Bug #49937 RQG's query simplifier can not handle multi-part indexes
Submitted: 25 Dec 2009 16:18 Modified: 30 Dec 2009 11:51
Reporter: Patrick Crews Email Updates:
Status: Closed Impact on me:
None 
Category:Tools: Random Query Generator Severity:S4 (Feature request)
Version: OS:Any
Assigned to: Bernt Marius Johnsen CPU Architecture:Any
Tags: multi-part keys, simplification

[25 Dec 2009 16:18] Patrick Crews
Description:
The random query generator can accidentally remove portions of a multi-part key via its simplification tools.  

The fields do not participate in the actual query, but are a part of a multi-part key that *is* necessary for a bug to be reproduced.

For example, this table was simplified via the RQG:
CREATE TABLE `G` (
  `pk` int(11) NOT NULL AUTO_INCREMENT,
  `col_int_key` int(11) DEFAULT NULL,
  `col_varchar_1024_latin1` varchar(1024) DEFAULT NULL,
  `col_varchar_10_utf8` varchar(10) CHARACTER SET utf8 DEFAULT NULL,
  PRIMARY KEY (`pk`),
  KEY `col_int_key` (`col_int_key`),
  KEY `test_idx` (`col_varchar_10_utf8`) USING BTREE
) ENGINE=MyISAM AUTO_INCREMENT=21 DEFAULT CHARSET=latin1;

However, the original failure, required *this* definition of test_idx on the table to reproduce the bug:
ALTER TABLE G ADD INDEX `test_idx` USING BTREE (`col_varchar_10_utf8` (10) , `col_varchar_1024_utf8` (5) );

As col_varchar_1024_utf8 did not participate in the actual failing query, it was removed, the index was changed and the MTR test case could not reproduce the bug.

How to repeat:
Use the attached grammar and gendata files and the following command line against the 6.0-codebase-bugfixing tree:
perl ./runall.pl --basedir=<path>/mysql-6.0 --threads=1 --gendata=conf/range_access.zz
--grammar=conf/range_access.yy --mtr-build-thread=71 --queries=10000 --debug
--seed=1261617604
[25 Dec 2009 16:19] Patrick Crews
grammar and gendata files for demonstrating the bug against 6.0-codebase

Attachment: bug49906.tar.gz (application/x-gzip, text), 2.83 KiB.

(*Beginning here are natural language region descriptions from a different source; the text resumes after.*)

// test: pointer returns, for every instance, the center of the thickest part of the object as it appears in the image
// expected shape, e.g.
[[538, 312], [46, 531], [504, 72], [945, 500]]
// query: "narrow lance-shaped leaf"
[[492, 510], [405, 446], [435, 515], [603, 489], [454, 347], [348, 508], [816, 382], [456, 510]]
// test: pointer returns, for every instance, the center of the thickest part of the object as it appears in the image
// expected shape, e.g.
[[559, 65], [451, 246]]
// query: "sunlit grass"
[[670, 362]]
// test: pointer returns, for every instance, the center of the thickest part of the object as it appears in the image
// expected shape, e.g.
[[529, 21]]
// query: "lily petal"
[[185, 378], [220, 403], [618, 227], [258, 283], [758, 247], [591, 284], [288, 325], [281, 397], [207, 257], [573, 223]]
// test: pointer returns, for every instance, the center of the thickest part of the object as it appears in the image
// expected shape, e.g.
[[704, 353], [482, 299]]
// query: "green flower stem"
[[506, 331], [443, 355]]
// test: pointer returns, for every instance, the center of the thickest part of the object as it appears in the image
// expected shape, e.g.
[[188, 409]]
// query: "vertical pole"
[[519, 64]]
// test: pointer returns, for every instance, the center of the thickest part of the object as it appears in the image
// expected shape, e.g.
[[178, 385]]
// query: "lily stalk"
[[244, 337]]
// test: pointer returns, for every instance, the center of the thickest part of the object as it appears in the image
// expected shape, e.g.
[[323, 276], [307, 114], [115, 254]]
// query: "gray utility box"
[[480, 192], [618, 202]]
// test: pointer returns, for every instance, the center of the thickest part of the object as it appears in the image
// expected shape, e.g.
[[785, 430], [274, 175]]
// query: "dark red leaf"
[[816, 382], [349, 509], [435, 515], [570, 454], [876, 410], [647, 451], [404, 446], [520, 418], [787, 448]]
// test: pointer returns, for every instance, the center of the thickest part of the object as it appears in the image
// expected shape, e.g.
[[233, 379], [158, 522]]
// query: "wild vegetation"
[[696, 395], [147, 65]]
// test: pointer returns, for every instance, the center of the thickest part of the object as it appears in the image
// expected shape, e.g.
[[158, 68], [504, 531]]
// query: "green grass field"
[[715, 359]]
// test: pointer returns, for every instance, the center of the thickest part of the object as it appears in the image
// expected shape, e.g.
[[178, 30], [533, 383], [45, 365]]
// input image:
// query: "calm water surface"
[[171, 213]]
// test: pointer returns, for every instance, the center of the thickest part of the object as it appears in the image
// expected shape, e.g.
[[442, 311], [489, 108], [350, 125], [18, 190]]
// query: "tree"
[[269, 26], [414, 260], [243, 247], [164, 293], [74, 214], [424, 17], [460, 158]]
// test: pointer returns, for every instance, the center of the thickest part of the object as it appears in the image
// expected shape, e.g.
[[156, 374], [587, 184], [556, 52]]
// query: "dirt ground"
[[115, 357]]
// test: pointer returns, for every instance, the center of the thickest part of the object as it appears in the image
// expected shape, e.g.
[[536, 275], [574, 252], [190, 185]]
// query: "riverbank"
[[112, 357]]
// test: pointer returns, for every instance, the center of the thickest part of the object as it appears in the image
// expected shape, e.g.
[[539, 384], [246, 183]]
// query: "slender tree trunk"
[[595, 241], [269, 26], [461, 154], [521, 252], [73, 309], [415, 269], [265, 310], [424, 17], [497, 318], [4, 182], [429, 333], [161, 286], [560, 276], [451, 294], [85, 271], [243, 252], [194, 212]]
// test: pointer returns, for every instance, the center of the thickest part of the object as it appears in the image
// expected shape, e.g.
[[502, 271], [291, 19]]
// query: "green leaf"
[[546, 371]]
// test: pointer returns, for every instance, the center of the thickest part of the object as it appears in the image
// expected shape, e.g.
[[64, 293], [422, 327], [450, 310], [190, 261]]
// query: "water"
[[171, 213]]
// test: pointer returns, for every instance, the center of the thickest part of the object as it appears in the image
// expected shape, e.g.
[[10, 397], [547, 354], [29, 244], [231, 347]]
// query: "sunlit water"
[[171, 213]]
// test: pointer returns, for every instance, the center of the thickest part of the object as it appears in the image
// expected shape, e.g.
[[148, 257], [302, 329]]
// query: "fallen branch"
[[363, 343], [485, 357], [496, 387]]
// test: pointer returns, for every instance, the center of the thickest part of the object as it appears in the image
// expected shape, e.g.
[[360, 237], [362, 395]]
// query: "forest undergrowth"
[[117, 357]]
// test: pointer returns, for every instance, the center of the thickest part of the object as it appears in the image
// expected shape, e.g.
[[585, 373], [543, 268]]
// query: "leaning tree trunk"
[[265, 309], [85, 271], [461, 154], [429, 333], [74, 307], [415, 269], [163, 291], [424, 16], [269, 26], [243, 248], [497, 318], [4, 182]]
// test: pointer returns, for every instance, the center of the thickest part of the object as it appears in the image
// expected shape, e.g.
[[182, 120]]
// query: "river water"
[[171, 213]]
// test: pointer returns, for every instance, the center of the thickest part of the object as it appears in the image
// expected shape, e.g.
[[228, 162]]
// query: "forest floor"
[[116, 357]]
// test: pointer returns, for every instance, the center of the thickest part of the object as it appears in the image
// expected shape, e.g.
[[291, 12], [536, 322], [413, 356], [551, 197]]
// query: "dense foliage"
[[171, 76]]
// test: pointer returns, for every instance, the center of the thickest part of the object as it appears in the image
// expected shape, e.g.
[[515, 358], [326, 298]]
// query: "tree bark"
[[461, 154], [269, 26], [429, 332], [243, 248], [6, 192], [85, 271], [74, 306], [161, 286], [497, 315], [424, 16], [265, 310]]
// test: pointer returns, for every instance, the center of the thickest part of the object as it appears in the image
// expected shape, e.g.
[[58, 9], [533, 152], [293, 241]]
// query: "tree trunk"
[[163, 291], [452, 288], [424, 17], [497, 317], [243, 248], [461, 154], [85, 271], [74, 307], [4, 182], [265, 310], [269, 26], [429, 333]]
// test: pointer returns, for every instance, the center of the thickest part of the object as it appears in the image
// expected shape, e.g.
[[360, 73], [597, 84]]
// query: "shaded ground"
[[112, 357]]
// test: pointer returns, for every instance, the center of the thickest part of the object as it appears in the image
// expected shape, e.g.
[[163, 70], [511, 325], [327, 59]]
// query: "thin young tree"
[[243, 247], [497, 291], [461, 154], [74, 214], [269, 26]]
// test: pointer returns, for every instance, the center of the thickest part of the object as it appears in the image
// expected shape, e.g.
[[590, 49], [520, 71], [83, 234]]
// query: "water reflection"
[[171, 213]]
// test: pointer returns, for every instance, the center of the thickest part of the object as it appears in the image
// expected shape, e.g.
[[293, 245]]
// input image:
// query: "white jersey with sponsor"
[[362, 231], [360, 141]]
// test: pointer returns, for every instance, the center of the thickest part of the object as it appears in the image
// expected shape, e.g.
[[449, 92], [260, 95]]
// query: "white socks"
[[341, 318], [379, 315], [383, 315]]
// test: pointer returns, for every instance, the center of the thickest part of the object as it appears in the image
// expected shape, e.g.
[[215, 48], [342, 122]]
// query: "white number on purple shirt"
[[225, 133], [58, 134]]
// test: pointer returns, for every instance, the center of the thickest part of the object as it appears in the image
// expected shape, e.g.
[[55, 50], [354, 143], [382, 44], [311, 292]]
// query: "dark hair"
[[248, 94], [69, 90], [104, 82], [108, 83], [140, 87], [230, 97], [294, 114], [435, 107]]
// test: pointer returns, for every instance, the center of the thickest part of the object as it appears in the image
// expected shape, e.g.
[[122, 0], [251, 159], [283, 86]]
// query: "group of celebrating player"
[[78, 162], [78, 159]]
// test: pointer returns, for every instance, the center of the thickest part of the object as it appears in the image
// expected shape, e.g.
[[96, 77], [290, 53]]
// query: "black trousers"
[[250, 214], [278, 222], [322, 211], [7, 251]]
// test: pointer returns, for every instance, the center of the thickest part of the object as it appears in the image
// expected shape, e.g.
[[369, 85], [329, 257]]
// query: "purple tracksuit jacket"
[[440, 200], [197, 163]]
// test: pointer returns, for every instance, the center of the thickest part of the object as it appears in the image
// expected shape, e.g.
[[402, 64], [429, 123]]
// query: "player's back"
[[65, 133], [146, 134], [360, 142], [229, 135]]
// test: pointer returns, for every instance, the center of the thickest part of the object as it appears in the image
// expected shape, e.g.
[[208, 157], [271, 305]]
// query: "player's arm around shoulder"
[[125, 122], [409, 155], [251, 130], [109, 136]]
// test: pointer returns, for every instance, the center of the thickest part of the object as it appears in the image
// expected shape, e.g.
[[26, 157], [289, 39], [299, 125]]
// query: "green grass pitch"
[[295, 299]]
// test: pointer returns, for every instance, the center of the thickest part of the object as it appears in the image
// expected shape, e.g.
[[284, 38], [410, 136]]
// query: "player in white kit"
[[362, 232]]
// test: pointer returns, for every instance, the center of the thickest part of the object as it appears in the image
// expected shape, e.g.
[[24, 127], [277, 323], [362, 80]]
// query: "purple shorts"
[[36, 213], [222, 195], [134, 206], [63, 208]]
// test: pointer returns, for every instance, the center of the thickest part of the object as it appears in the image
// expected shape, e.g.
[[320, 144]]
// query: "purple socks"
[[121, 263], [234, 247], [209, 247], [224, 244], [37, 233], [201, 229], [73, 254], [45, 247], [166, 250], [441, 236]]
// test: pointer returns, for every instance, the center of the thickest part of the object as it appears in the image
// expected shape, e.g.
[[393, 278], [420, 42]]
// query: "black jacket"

[25 Dec 2009 22:29] Patrick Crews
Addendum:

Running the RQG as noted in 'How to reproduce' will produce a crash.  Simplifying the crashing query via util/simplify-crash will produce an MTR test case,  but it will not crash (the indexes / columns are different)
[28 Dec 2009 9:40] Bernt Marius Johnsen
The current simplifier does brute force simplification token by token with no information whatsoever on the schema nor the SQL involved. This bug report is a request for a much more advanced simplifier.
[28 Dec 2009 9:54] Philip Stoev
Bernt, this bug is not about the simplification of the query per-se, but about the dumping of the minimal set of tables and columns that are required to reproduce the bug. It is during that this part of the process that multi-part keys get converted to single-part.

The code is located in Simplify::Tables and does not use any form of parsing. The only thing that is needed is to be able to identify multi-part indexes and dump all participating columns.
[28 Dec 2009 12:30] Bernt Marius Johnsen
Thanx Philip. Did some research, and found that there is no easy way to determine that a column is a part of a multi-column index with SHOW FIELDS or INFORMATION_SCHEMA: e.g.:

mysql> create table t1 (pk integer primary key, i integer, j integer, k integer,l integer, key(i,j), key(k));
Query OK, 0 rows affected (0.01 sec)

mysql> show fields from t1;
+-------+---------+------+-----+---------+-------+
| Field | Type    | Null | Key | Default | Extra |
+-------+---------+------+-----+---------+-------+
| pk    | int(11) | NO   | PRI | NULL    |       |
| i     | int(11) | YES  | MUL | NULL    |       |
| j     | int(11) | YES  |     | NULL    |       |
| k     | int(11) | YES  | MUL | NULL    |       |
| l     | int(11) | YES  |     | NULL    |       |
+-------+---------+------+-----+---------+-------+
5 rows in set (0.02 sec)

(INFORMATION_SCHEMA.COLUMNS gives basically the same information).
There is no evidence here that j is part of an index, while l is not. Any pointers would be appreciated.
[28 Dec 2009 13:04] Bernt Marius Johnsen
SHOW INDEX has the needed information;
[28 Dec 2009 13:05] Philip Stoev
If the I_S schema does not provide the required information, there would be two ways to get it. SHOW KEYS, where you can see which field participated in which key, so a two or more fields that participate in the same key would be a multi-part key. If one of the fields participates in the query, we need to preserve and dump (not drop) the other fields as well, causing mysqld to preserve the original key definition.

The other option is to use SHOW CREATE TABLE, and use a simple regexp to parse the key definitions for multi-part keys.
[30 Dec 2009 11:51] Bernt Marius Johnsen
Fixed